First, we read in the settings for the model, which should look strikingly familiar to our configuration dictionary above:
# define the data directory
data_dir = os.path.join('..','data','LLMs')
# read in the settings
settings = json.load(open(os.path.join(data_dir,"hparams.json"), "r", encoding="utf-8"))
print(settings){'n_vocab': 50257, 'n_ctx': 1024, 'n_embd': 768, 'n_head': 12, 'n_layer': 12}
Then, we’ll use a function provided with this notebook to read in the model parameters:
tf_ckpt_path = tf.train.latest_checkpoint(data_dir)
params = load_gpt2_params_from_tf_ckpt(tf_ckpt_path, settings)This params object is huge dictionary of weight parameters that will allow us to link the weights to their associated layer in the GPT-2 Small architecture.
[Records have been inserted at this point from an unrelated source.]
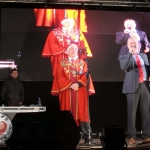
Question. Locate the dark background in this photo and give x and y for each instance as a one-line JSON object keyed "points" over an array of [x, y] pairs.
{"points": [[19, 33]]}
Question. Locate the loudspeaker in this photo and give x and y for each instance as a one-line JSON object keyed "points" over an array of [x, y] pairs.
{"points": [[113, 137], [44, 130]]}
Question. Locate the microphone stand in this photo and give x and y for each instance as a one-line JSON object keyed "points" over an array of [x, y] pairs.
{"points": [[88, 131]]}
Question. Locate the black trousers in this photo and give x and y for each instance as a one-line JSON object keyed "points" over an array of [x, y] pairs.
{"points": [[86, 130], [142, 95]]}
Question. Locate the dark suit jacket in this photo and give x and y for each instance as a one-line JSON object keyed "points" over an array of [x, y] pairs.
{"points": [[127, 63], [121, 38]]}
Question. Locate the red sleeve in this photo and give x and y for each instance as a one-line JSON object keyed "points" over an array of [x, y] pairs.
{"points": [[52, 47]]}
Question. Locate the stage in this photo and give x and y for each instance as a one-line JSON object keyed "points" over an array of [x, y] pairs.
{"points": [[96, 145]]}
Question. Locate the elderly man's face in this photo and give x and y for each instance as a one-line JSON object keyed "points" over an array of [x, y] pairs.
{"points": [[133, 44], [72, 51], [130, 24], [14, 74], [68, 25]]}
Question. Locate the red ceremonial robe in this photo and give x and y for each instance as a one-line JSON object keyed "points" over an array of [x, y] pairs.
{"points": [[57, 43], [74, 101]]}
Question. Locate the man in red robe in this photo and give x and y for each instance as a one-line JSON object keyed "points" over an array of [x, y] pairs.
{"points": [[73, 84], [59, 39]]}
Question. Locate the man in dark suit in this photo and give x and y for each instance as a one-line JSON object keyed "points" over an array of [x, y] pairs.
{"points": [[136, 64], [130, 31]]}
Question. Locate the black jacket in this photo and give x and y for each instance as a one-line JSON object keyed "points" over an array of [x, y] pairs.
{"points": [[12, 91]]}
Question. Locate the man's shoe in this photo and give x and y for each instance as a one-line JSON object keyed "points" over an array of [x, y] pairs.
{"points": [[147, 140], [87, 143], [131, 141]]}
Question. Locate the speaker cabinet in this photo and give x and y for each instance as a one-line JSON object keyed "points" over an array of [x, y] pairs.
{"points": [[50, 130]]}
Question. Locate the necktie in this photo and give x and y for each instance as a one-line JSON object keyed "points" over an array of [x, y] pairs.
{"points": [[141, 74]]}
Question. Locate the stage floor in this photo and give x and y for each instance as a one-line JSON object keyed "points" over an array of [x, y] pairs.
{"points": [[96, 145]]}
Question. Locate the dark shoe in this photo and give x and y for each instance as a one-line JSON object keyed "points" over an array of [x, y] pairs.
{"points": [[147, 140], [131, 141], [87, 143]]}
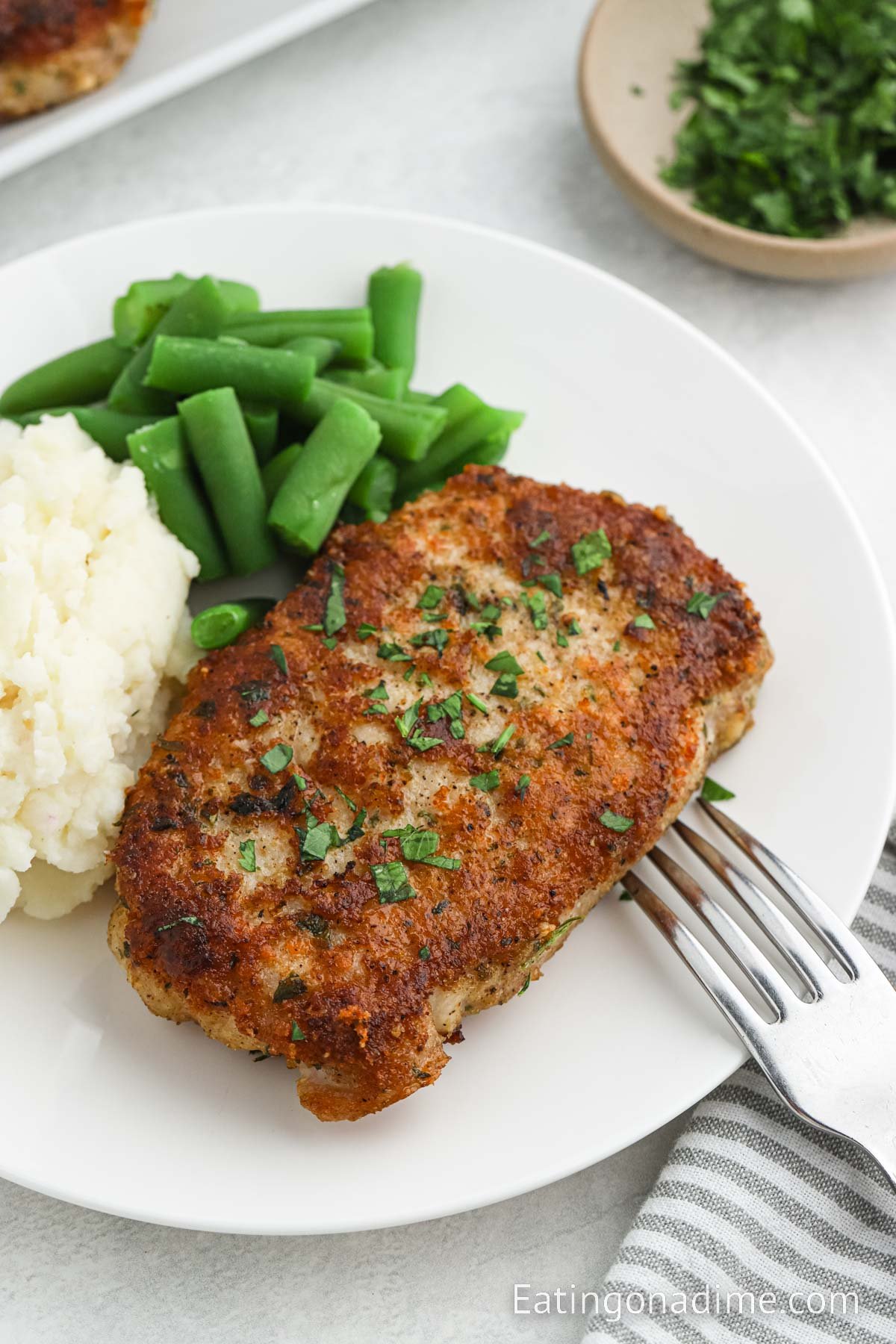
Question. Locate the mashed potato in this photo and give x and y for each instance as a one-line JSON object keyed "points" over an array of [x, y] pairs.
{"points": [[93, 638]]}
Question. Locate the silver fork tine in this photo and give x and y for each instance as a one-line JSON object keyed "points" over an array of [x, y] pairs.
{"points": [[721, 987], [762, 974], [837, 940], [788, 941]]}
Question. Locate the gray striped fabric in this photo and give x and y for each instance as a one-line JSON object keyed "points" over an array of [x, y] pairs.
{"points": [[754, 1202]]}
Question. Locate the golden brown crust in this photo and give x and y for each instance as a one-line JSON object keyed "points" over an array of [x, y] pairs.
{"points": [[375, 988], [55, 50]]}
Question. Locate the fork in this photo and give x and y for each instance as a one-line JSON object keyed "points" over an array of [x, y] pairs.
{"points": [[829, 1050]]}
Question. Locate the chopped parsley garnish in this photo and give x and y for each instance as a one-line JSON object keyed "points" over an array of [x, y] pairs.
{"points": [[277, 759], [613, 821], [292, 987], [319, 839], [433, 638], [316, 925], [405, 722], [504, 662], [393, 653], [420, 846], [714, 792], [450, 709], [535, 603], [790, 116], [421, 742], [543, 944], [432, 597], [702, 604], [417, 841], [590, 551], [391, 882]]}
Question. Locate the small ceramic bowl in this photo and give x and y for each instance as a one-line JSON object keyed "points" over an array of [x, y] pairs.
{"points": [[625, 78]]}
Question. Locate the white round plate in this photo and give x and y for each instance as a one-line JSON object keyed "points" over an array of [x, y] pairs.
{"points": [[111, 1108]]}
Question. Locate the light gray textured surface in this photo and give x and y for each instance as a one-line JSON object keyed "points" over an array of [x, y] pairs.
{"points": [[467, 109]]}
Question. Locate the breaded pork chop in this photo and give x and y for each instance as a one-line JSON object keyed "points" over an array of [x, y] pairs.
{"points": [[55, 50], [524, 682]]}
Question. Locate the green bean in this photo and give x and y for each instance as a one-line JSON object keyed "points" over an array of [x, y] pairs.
{"points": [[488, 453], [408, 430], [223, 452], [390, 383], [276, 472], [82, 376], [187, 366], [262, 423], [469, 423], [351, 327], [308, 503], [199, 311], [375, 487], [220, 625], [394, 297], [321, 349], [109, 429], [136, 314], [160, 453]]}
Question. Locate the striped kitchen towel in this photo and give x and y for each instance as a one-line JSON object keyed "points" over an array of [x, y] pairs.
{"points": [[761, 1228]]}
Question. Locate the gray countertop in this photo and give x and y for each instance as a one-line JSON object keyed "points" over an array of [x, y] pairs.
{"points": [[467, 109]]}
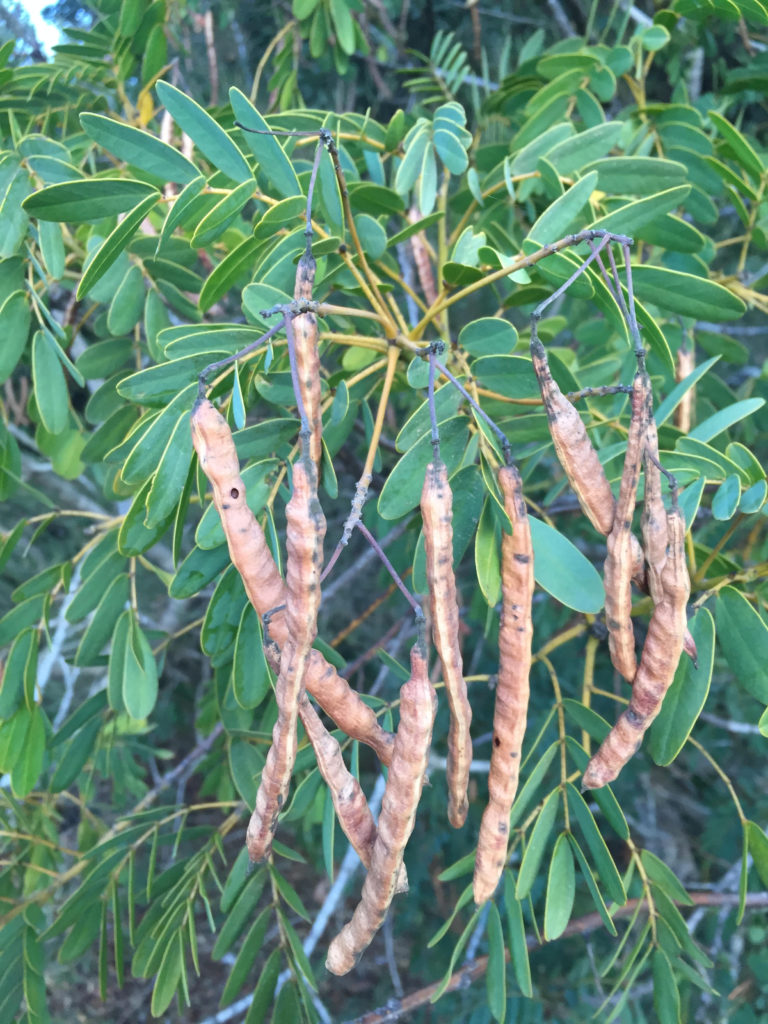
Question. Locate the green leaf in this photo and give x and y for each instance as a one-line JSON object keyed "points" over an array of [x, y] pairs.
{"points": [[518, 947], [589, 878], [726, 418], [754, 498], [90, 199], [725, 501], [572, 154], [216, 220], [29, 764], [637, 175], [15, 317], [197, 570], [128, 302], [169, 975], [666, 994], [168, 481], [758, 843], [488, 336], [250, 673], [560, 889], [749, 467], [209, 136], [264, 992], [114, 245], [665, 878], [135, 537], [743, 639], [632, 217], [687, 695], [742, 152], [158, 385], [139, 148], [537, 845], [240, 914], [75, 756], [12, 684], [401, 492], [139, 674], [496, 978], [51, 394], [487, 563], [601, 857], [565, 211], [271, 157], [563, 571], [686, 294]]}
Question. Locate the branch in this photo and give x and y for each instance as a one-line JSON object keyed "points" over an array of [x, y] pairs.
{"points": [[396, 1009]]}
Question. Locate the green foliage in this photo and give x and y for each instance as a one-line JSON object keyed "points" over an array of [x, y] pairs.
{"points": [[143, 236]]}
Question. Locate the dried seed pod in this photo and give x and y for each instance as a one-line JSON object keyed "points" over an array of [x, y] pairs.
{"points": [[436, 510], [307, 356], [579, 458], [418, 707], [512, 690], [664, 646], [305, 530], [264, 586], [654, 515], [349, 800], [422, 259], [685, 364], [248, 548], [619, 559]]}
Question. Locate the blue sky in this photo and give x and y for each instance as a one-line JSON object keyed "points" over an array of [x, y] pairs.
{"points": [[47, 34]]}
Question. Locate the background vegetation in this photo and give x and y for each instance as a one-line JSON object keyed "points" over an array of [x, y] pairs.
{"points": [[140, 235]]}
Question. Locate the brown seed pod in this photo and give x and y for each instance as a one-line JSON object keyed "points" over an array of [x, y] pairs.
{"points": [[619, 559], [418, 707], [307, 356], [264, 586], [664, 646], [515, 634], [579, 459], [349, 800], [305, 530], [436, 510], [654, 515], [422, 259], [685, 364]]}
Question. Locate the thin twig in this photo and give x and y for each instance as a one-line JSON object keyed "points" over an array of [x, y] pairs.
{"points": [[397, 1009]]}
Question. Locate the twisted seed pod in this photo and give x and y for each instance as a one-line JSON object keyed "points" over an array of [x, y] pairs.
{"points": [[349, 800], [251, 556], [307, 356], [305, 530], [512, 690], [662, 651], [422, 260], [654, 515], [436, 510], [685, 364], [418, 707], [579, 458], [617, 571], [583, 468]]}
We can accomplish this with the following call:
load_weights(gpt2small, params)Take a look at this function in the provided set of code for this notebook. There, we’ll see that each individual layer of our GPT-2 Small model is assigned a set of weights from the dictionary.
Now that the pre-trained weights are loaded in, we can revisit our text generation:
gpt2small.eval()
out = generate_text(model=gpt2small,
idx=encoded_tensor,
max_new_tokens=6,
context_size=gpt2_small_config['context_length'])
decoded_text = gpt2_tokenizer.decode(out[0])
print(decoded_text)The T in GPT stands for "Truly Great Power".
As we can see, we now retrieve some coherent text from our model in contrast to the nonsense text we generated with our untrained weights.
From here, we have many options for our model that we could use in real-world scenarios including fine-tuning the model for specific tasks such as classification or responding to inquiries. I’ll leave this to you for your own exploration.
Key Takeaways
While LLMs are “large” in the sense that they have many millions of parameters, the functional components can be constructed and run on a laptop.
Training an LLM requires a lot of computational resources; using pre-trained weights allows us to test and work with LLMs on our own machines without the need for huge arrays of GPUs at our disposal.